Марошффи молчал, углубившись в свои мысли. Будучи противником насилия в любой форме, он, естественно, считал любые революционные преобразования нецелесообразными.
— Я лично принадлежу к числу тех, — откровенно заявил Петер, — кто не доверяет ни немцам, ни французам. К числу тех, кто не согласен идти по указке Людендорфа или Клемансо. Венгрию в настоящий момент может спасти только революция. Переходи на нашу сторону, Капитан. Нам очень понадобятся твои военные знания. Я уже говорил о тебе с нужными людьми. Мы условились, что завтра, в воскресенье, ты встретишься с этим человеком в Пеште, во дворе проходного дома на улице Серечен. Этот человек объяснит тебе, в чем будет заключаться твое задание. Ну как, пойдешь вместе с нами, а?
Марошффи даже в жар бросило от таких слов Петера. Он приложил ладонь ко лбу, но лоб оказался холодным.
Предложение Петера ошеломило его. Настроение у Альбина испортилось. Ему хотелось отказаться, сказать, что он не намерен пускаться на авантюры даже в том случае, если они и являются революционными, однако он не знал, как это лучше сделать. Ведь он чувствовал себя должником Петера, так много сделавшего для него, и потому не хотел огорчать его. В то же время он считал нечестным соглашаться с тем, что было ему не по душе.
— Я не смогу пойти вместе с вами, Петер, — тихо, но решительно проговорил он. — Я не революционер, да, откровенно говоря, и не собираюсь им становиться.

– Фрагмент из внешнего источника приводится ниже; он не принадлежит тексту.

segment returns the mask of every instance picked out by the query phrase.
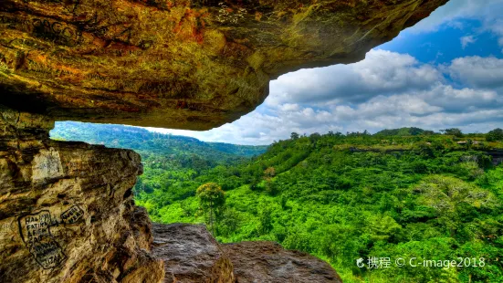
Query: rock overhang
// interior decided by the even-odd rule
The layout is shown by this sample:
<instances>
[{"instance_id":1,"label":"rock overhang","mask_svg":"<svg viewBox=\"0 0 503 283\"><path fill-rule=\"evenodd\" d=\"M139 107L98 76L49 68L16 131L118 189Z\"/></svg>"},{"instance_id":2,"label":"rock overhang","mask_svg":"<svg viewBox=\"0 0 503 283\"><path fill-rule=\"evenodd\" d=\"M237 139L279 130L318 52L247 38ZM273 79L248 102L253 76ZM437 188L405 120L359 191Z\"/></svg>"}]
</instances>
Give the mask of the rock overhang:
<instances>
[{"instance_id":1,"label":"rock overhang","mask_svg":"<svg viewBox=\"0 0 503 283\"><path fill-rule=\"evenodd\" d=\"M302 68L359 61L448 0L4 0L0 104L208 130Z\"/></svg>"}]
</instances>

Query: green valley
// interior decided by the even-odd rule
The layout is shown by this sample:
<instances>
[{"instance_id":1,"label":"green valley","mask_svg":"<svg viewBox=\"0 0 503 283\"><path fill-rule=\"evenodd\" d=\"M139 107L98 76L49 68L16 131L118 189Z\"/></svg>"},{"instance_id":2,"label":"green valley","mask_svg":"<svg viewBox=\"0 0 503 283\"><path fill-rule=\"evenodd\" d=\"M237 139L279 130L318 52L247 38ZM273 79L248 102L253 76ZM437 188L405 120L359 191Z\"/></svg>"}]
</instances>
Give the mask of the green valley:
<instances>
[{"instance_id":1,"label":"green valley","mask_svg":"<svg viewBox=\"0 0 503 283\"><path fill-rule=\"evenodd\" d=\"M503 135L456 130L292 133L268 147L73 122L51 135L140 152L136 204L154 222L208 224L196 190L212 183L225 195L210 213L220 242L276 241L326 260L344 282L501 282ZM470 264L395 264L413 257Z\"/></svg>"}]
</instances>

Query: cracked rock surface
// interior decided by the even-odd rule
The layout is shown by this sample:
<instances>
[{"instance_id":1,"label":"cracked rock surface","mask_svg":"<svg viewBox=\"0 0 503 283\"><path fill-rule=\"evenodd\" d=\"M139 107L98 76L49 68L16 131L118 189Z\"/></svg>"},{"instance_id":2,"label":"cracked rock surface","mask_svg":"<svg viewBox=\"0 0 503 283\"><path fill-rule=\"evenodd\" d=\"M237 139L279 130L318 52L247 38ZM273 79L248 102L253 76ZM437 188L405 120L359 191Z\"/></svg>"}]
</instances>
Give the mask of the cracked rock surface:
<instances>
[{"instance_id":1,"label":"cracked rock surface","mask_svg":"<svg viewBox=\"0 0 503 283\"><path fill-rule=\"evenodd\" d=\"M0 104L207 130L269 80L356 62L447 0L2 0Z\"/></svg>"}]
</instances>

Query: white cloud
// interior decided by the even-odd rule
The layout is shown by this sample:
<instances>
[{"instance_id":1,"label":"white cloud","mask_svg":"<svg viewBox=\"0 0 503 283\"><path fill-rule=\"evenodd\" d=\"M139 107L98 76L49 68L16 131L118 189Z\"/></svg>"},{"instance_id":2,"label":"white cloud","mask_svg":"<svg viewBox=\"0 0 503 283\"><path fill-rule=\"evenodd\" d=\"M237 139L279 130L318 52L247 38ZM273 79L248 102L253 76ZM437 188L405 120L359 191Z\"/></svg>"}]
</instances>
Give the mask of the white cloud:
<instances>
[{"instance_id":1,"label":"white cloud","mask_svg":"<svg viewBox=\"0 0 503 283\"><path fill-rule=\"evenodd\" d=\"M410 126L487 131L503 126L501 81L503 60L496 58L466 57L435 66L372 50L356 64L280 77L256 111L218 129L157 131L241 144L268 144L292 131L375 132Z\"/></svg>"},{"instance_id":2,"label":"white cloud","mask_svg":"<svg viewBox=\"0 0 503 283\"><path fill-rule=\"evenodd\" d=\"M459 58L448 67L451 77L478 88L503 87L503 59L478 56Z\"/></svg>"},{"instance_id":3,"label":"white cloud","mask_svg":"<svg viewBox=\"0 0 503 283\"><path fill-rule=\"evenodd\" d=\"M435 68L414 58L385 50L371 50L350 65L302 69L271 82L267 105L294 102L362 102L379 94L424 89L442 80Z\"/></svg>"},{"instance_id":4,"label":"white cloud","mask_svg":"<svg viewBox=\"0 0 503 283\"><path fill-rule=\"evenodd\" d=\"M442 25L463 28L460 18L498 18L503 0L451 0L409 30L413 33L433 32Z\"/></svg>"},{"instance_id":5,"label":"white cloud","mask_svg":"<svg viewBox=\"0 0 503 283\"><path fill-rule=\"evenodd\" d=\"M461 47L465 49L469 44L475 43L477 39L473 36L462 37L460 38Z\"/></svg>"}]
</instances>

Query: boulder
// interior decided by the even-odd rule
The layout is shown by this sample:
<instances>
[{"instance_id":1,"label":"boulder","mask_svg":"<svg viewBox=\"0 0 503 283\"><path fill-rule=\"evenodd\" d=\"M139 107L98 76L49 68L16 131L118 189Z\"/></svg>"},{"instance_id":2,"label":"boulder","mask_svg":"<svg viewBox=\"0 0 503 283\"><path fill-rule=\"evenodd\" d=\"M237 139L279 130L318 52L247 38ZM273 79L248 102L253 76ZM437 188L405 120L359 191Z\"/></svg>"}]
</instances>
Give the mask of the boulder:
<instances>
[{"instance_id":1,"label":"boulder","mask_svg":"<svg viewBox=\"0 0 503 283\"><path fill-rule=\"evenodd\" d=\"M238 283L341 283L326 262L309 254L286 250L274 242L223 245Z\"/></svg>"},{"instance_id":2,"label":"boulder","mask_svg":"<svg viewBox=\"0 0 503 283\"><path fill-rule=\"evenodd\" d=\"M162 282L132 200L140 156L51 141L53 124L1 109L0 281Z\"/></svg>"},{"instance_id":3,"label":"boulder","mask_svg":"<svg viewBox=\"0 0 503 283\"><path fill-rule=\"evenodd\" d=\"M279 75L360 61L446 2L2 0L0 104L207 130L253 110Z\"/></svg>"},{"instance_id":4,"label":"boulder","mask_svg":"<svg viewBox=\"0 0 503 283\"><path fill-rule=\"evenodd\" d=\"M229 257L204 225L154 224L153 237L152 253L164 261L164 282L236 282Z\"/></svg>"}]
</instances>

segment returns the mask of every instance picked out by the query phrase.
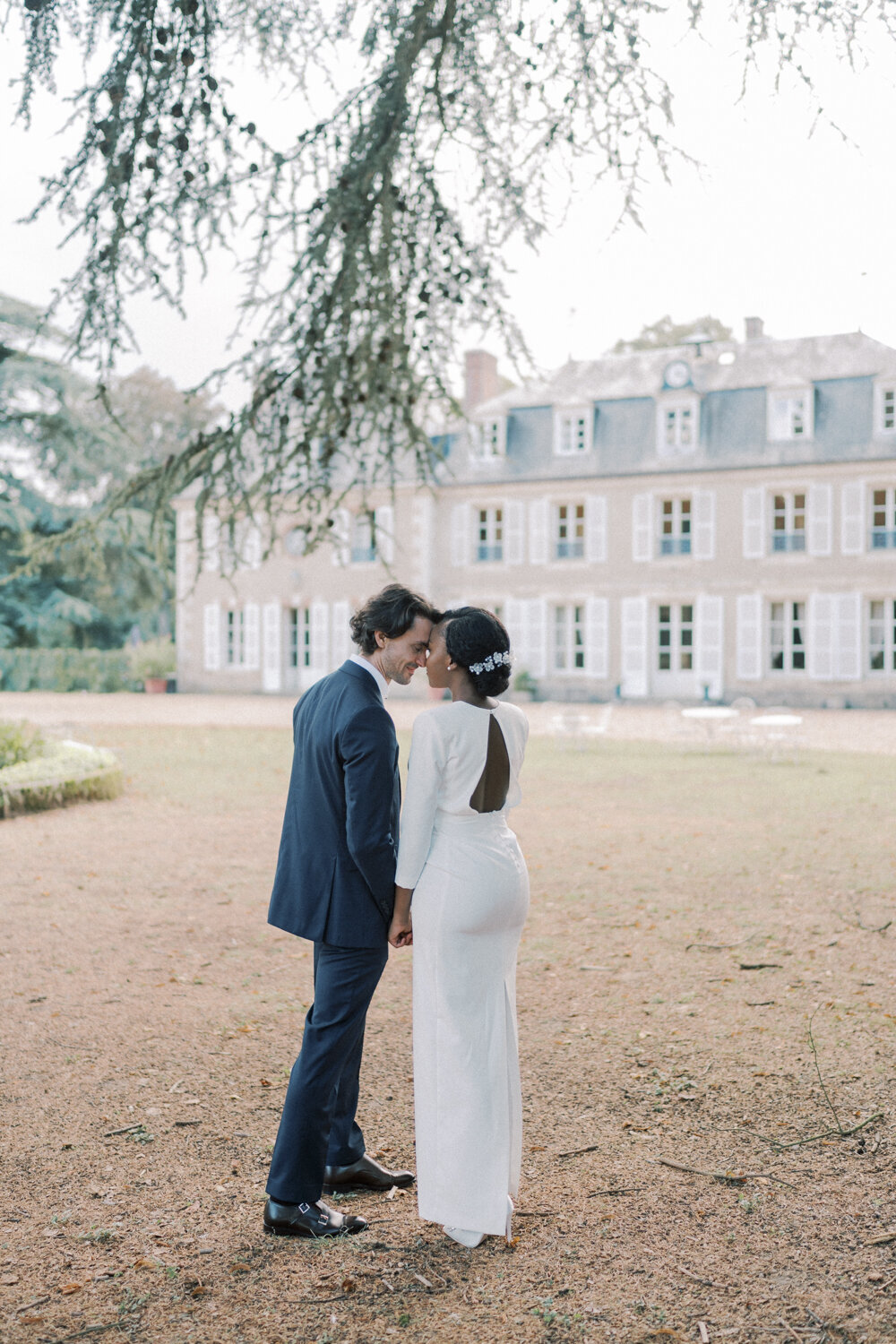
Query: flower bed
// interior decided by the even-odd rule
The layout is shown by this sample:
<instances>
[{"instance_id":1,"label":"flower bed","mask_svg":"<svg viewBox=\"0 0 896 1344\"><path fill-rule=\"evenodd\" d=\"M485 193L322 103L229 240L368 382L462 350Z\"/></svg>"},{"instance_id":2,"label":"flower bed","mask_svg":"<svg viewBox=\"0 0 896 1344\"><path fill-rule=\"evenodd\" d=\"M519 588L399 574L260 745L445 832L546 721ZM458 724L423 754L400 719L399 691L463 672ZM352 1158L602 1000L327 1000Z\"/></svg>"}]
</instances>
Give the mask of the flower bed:
<instances>
[{"instance_id":1,"label":"flower bed","mask_svg":"<svg viewBox=\"0 0 896 1344\"><path fill-rule=\"evenodd\" d=\"M47 743L43 755L0 770L0 817L117 798L124 785L113 751L83 742Z\"/></svg>"}]
</instances>

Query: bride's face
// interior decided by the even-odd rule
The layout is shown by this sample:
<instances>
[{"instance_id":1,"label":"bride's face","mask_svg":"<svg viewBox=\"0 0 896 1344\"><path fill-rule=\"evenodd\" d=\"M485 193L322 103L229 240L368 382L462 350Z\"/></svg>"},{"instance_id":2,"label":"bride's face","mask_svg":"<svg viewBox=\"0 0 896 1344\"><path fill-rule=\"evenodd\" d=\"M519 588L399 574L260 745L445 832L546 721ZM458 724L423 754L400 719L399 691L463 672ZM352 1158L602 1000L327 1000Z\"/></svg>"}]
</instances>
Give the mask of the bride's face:
<instances>
[{"instance_id":1,"label":"bride's face","mask_svg":"<svg viewBox=\"0 0 896 1344\"><path fill-rule=\"evenodd\" d=\"M449 685L449 663L451 661L445 642L445 625L433 626L430 634L430 656L426 660L426 676L430 685Z\"/></svg>"}]
</instances>

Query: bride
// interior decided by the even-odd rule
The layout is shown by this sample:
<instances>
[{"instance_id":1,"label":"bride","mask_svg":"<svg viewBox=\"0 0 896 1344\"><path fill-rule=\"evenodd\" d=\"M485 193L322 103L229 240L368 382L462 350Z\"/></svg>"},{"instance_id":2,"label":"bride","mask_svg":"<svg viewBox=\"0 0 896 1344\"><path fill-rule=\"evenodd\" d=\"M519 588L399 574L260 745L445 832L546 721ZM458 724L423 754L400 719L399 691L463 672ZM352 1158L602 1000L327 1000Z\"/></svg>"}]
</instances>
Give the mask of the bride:
<instances>
[{"instance_id":1,"label":"bride","mask_svg":"<svg viewBox=\"0 0 896 1344\"><path fill-rule=\"evenodd\" d=\"M529 879L506 812L521 800L528 722L494 699L509 649L478 607L433 630L426 675L451 703L414 723L390 927L394 946L414 943L419 1214L470 1247L510 1239L520 1180L516 954Z\"/></svg>"}]
</instances>

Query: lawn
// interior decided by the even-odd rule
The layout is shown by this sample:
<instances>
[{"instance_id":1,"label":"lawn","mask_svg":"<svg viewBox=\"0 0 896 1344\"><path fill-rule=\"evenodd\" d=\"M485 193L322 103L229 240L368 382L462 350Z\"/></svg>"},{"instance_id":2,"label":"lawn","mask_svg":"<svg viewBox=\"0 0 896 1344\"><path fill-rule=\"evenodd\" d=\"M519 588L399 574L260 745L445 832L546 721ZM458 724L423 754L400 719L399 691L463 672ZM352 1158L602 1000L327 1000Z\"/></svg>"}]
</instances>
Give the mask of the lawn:
<instances>
[{"instance_id":1,"label":"lawn","mask_svg":"<svg viewBox=\"0 0 896 1344\"><path fill-rule=\"evenodd\" d=\"M517 1242L470 1253L402 1192L262 1235L310 1000L265 923L289 741L102 745L122 798L0 823L4 1341L896 1339L896 758L533 739ZM410 991L394 954L361 1079L395 1165Z\"/></svg>"}]
</instances>

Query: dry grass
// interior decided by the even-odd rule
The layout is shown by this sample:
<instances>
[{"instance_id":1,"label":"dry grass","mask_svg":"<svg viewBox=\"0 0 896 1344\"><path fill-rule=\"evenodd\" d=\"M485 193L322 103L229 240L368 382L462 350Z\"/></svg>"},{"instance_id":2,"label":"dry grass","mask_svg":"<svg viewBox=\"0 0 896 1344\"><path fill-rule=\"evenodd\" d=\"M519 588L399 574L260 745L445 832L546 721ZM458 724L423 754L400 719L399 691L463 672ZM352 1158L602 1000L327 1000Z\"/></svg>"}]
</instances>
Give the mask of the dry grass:
<instances>
[{"instance_id":1,"label":"dry grass","mask_svg":"<svg viewBox=\"0 0 896 1344\"><path fill-rule=\"evenodd\" d=\"M359 1196L371 1231L340 1245L261 1234L310 996L306 945L265 925L289 741L103 745L124 798L0 824L4 1341L896 1337L896 1241L870 1245L896 1232L896 925L870 931L896 759L533 742L524 1216L512 1250L469 1253L412 1196ZM363 1077L395 1164L410 969L390 962ZM885 1114L787 1148L834 1128L813 1011L842 1128Z\"/></svg>"}]
</instances>

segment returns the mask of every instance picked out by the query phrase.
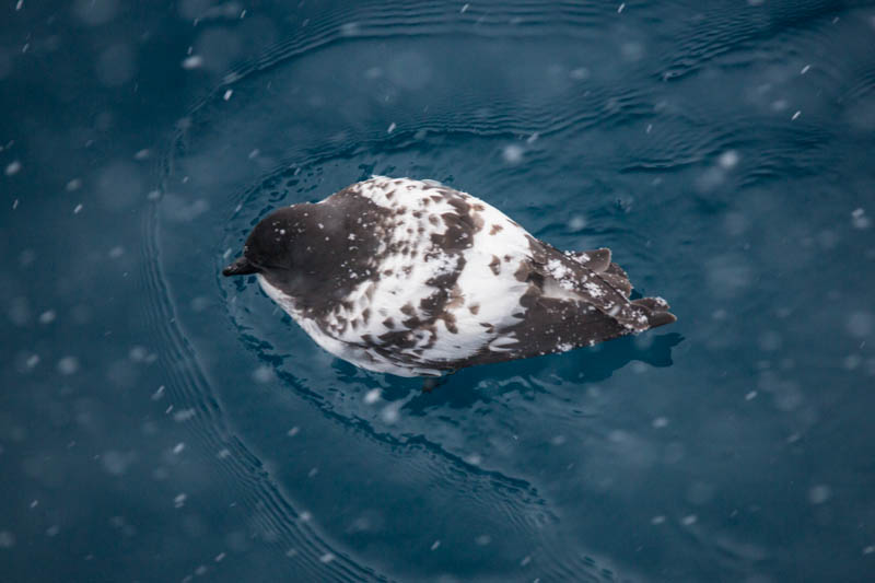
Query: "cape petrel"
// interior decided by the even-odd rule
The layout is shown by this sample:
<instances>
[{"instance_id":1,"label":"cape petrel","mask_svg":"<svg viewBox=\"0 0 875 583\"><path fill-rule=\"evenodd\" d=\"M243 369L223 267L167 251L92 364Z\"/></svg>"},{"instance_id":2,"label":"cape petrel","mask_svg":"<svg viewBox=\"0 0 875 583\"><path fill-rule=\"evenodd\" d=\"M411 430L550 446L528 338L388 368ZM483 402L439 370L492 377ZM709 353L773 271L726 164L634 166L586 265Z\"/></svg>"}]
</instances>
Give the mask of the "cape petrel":
<instances>
[{"instance_id":1,"label":"cape petrel","mask_svg":"<svg viewBox=\"0 0 875 583\"><path fill-rule=\"evenodd\" d=\"M479 198L374 176L278 209L222 271L267 295L331 354L370 371L439 376L675 322L606 248L561 252Z\"/></svg>"}]
</instances>

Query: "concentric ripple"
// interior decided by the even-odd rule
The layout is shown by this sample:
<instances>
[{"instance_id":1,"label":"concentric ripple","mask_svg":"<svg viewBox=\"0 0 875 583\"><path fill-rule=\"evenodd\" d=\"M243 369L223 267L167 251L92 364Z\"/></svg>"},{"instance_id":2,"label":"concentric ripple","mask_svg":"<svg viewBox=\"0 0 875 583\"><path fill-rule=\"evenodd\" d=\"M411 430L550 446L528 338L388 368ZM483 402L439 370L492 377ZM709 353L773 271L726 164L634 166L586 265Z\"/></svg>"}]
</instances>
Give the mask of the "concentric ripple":
<instances>
[{"instance_id":1,"label":"concentric ripple","mask_svg":"<svg viewBox=\"0 0 875 583\"><path fill-rule=\"evenodd\" d=\"M875 78L863 46L817 53L862 26L863 9L736 4L707 25L693 3L681 21L656 2L302 12L180 120L147 218L154 325L175 401L201 413L192 432L290 573L685 579L691 560L723 579L783 572L767 541L724 522L756 505L765 470L735 483L713 456L736 435L721 411L754 374L727 376L751 360L738 357L748 330L720 318L768 306L786 278L820 266L812 246L779 261L789 243L758 230L759 217L788 205L770 186L788 176L814 199L854 205L859 193L826 194L859 162L830 144L849 133L871 142ZM373 173L470 191L563 248L610 246L680 322L463 371L431 395L334 360L252 278L219 273L270 210ZM783 217L789 230L812 221L793 208ZM812 230L831 219L817 220ZM715 230L756 234L724 247ZM751 242L766 250L748 253ZM690 301L701 290L709 302ZM673 351L713 362L711 376L669 366ZM757 444L784 444L817 417L786 397L802 394L792 381L760 382L786 415L745 425L733 451L749 470L770 464ZM724 392L702 400L704 386ZM681 401L700 415L661 431Z\"/></svg>"}]
</instances>

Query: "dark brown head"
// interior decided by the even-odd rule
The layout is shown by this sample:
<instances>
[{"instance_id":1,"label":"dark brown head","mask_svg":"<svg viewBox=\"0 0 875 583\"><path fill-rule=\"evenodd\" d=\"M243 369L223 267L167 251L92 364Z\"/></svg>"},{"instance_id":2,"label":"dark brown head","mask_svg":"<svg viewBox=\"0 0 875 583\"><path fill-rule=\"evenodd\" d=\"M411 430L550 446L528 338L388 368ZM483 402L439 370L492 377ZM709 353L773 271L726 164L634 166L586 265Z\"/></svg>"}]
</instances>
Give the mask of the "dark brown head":
<instances>
[{"instance_id":1,"label":"dark brown head","mask_svg":"<svg viewBox=\"0 0 875 583\"><path fill-rule=\"evenodd\" d=\"M243 255L222 270L222 275L248 276L250 273L289 271L302 263L305 249L295 240L306 231L306 211L296 205L283 207L264 218L246 238Z\"/></svg>"}]
</instances>

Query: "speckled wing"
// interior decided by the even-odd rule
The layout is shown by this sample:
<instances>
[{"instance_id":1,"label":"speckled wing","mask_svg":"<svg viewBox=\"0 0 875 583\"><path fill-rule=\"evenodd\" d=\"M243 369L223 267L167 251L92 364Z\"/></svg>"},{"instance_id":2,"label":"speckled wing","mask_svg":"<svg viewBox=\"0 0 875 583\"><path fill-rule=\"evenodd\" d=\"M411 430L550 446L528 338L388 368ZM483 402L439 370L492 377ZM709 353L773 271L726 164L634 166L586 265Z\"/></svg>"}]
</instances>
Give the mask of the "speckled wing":
<instances>
[{"instance_id":1,"label":"speckled wing","mask_svg":"<svg viewBox=\"0 0 875 583\"><path fill-rule=\"evenodd\" d=\"M564 352L675 322L660 298L629 301L626 272L609 249L562 253L530 240L532 259L521 277L529 283L521 322L499 330L504 353L483 352L472 364Z\"/></svg>"}]
</instances>

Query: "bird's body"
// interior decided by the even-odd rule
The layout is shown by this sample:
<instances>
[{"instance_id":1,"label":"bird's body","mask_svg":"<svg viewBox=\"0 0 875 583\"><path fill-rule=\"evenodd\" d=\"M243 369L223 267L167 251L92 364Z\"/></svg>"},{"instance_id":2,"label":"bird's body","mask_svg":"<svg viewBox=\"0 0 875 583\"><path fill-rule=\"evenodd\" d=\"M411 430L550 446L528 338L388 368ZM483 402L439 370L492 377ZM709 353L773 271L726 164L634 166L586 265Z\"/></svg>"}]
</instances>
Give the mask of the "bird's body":
<instances>
[{"instance_id":1,"label":"bird's body","mask_svg":"<svg viewBox=\"0 0 875 583\"><path fill-rule=\"evenodd\" d=\"M275 211L225 275L265 292L325 350L371 371L435 376L668 324L629 301L610 252L560 252L433 182L374 176Z\"/></svg>"}]
</instances>

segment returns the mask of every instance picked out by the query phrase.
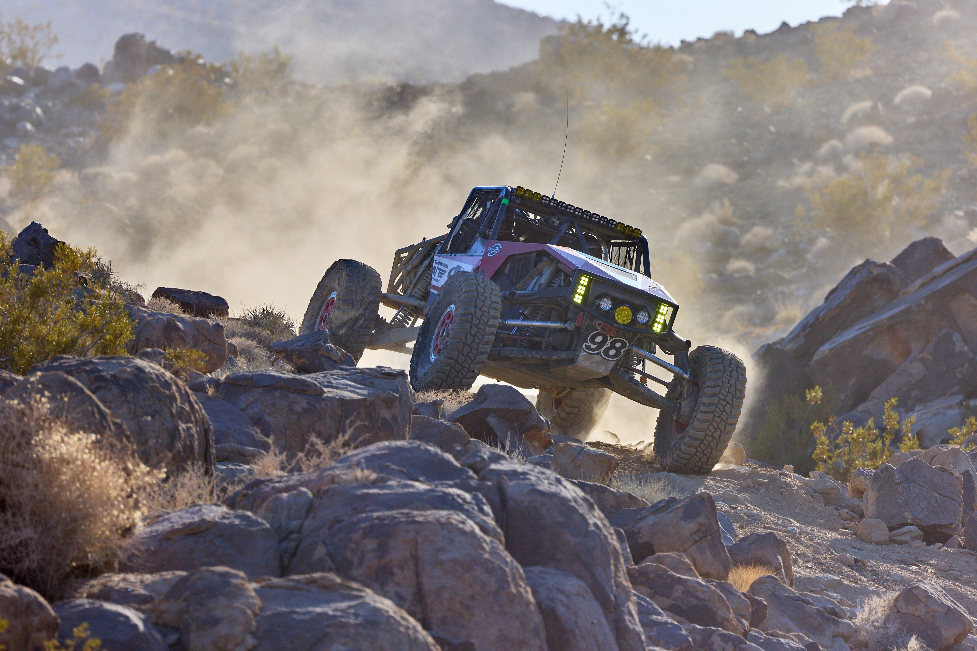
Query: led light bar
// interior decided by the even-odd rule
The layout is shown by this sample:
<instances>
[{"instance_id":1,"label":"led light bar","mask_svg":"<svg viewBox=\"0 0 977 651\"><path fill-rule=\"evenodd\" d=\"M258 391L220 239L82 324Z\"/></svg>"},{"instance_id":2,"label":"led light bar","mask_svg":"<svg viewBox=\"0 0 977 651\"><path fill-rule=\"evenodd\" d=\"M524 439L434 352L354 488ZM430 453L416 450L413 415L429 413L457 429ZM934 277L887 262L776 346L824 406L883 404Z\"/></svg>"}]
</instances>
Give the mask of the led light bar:
<instances>
[{"instance_id":1,"label":"led light bar","mask_svg":"<svg viewBox=\"0 0 977 651\"><path fill-rule=\"evenodd\" d=\"M573 288L573 295L571 299L576 305L583 305L584 299L587 298L587 292L590 290L590 277L585 275L580 275L580 278L576 281L576 287Z\"/></svg>"},{"instance_id":2,"label":"led light bar","mask_svg":"<svg viewBox=\"0 0 977 651\"><path fill-rule=\"evenodd\" d=\"M666 332L668 330L668 321L671 317L672 309L671 305L666 305L663 303L658 304L658 309L655 310L655 318L652 321L652 332Z\"/></svg>"},{"instance_id":3,"label":"led light bar","mask_svg":"<svg viewBox=\"0 0 977 651\"><path fill-rule=\"evenodd\" d=\"M563 201L557 201L556 199L551 199L545 194L540 194L539 192L533 192L532 190L527 189L520 185L515 189L515 194L518 197L524 199L531 199L532 201L538 201L544 206L551 206L565 213L570 213L575 215L578 218L593 222L594 224L599 224L606 228L612 228L619 233L628 235L635 239L641 237L641 228L635 228L634 226L629 226L622 222L616 222L615 220L610 220L603 215L598 215L597 213L591 213L589 210L583 210L573 204L569 204Z\"/></svg>"}]
</instances>

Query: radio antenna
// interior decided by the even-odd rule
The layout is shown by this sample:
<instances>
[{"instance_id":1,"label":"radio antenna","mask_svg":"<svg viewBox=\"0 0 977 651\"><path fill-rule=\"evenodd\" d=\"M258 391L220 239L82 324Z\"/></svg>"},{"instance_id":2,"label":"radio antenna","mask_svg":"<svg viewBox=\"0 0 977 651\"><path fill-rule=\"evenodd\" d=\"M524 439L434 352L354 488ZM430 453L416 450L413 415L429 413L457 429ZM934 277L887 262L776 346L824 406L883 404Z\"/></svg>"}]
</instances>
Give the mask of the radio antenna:
<instances>
[{"instance_id":1,"label":"radio antenna","mask_svg":"<svg viewBox=\"0 0 977 651\"><path fill-rule=\"evenodd\" d=\"M556 187L560 184L560 176L563 174L563 161L567 158L567 140L570 138L570 89L567 89L567 133L563 137L563 158L560 159L560 172L556 175L556 185L553 186L551 199L556 197Z\"/></svg>"}]
</instances>

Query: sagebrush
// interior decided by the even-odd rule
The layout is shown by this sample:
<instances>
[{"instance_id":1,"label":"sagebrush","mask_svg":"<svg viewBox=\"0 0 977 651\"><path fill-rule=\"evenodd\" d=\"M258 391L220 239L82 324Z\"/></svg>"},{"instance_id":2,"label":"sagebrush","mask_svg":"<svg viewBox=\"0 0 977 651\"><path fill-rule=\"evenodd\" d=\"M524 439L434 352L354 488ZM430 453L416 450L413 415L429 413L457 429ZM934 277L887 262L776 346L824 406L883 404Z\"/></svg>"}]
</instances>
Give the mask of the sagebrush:
<instances>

Тебе, наверное, мои слова покажутся обидными? Но я считаю тебя своим другом и потому разговариваю с тобой совершенно откровенно.
Петер был ошеломлен отказом. Он считал Марошффи человеком пассивным, которого обязательно нужно расшевелить, воодушевить на дело, толкнуть на самостоятельные активные действия.
Несмотря на отказ Марошффи, Петер все-таки не отступался от него, он что-то объяснял, доказывал, но все безрезультатно.
Этот нелегкий разговор, начатый вечером, превратился в самый настоящий диспут, затянувшийся до рассвета. Колокола соборов созывали прихожан к заутрене, а Петер с Альбином все никак не могли договориться. Так и остались каждый при своем мнении.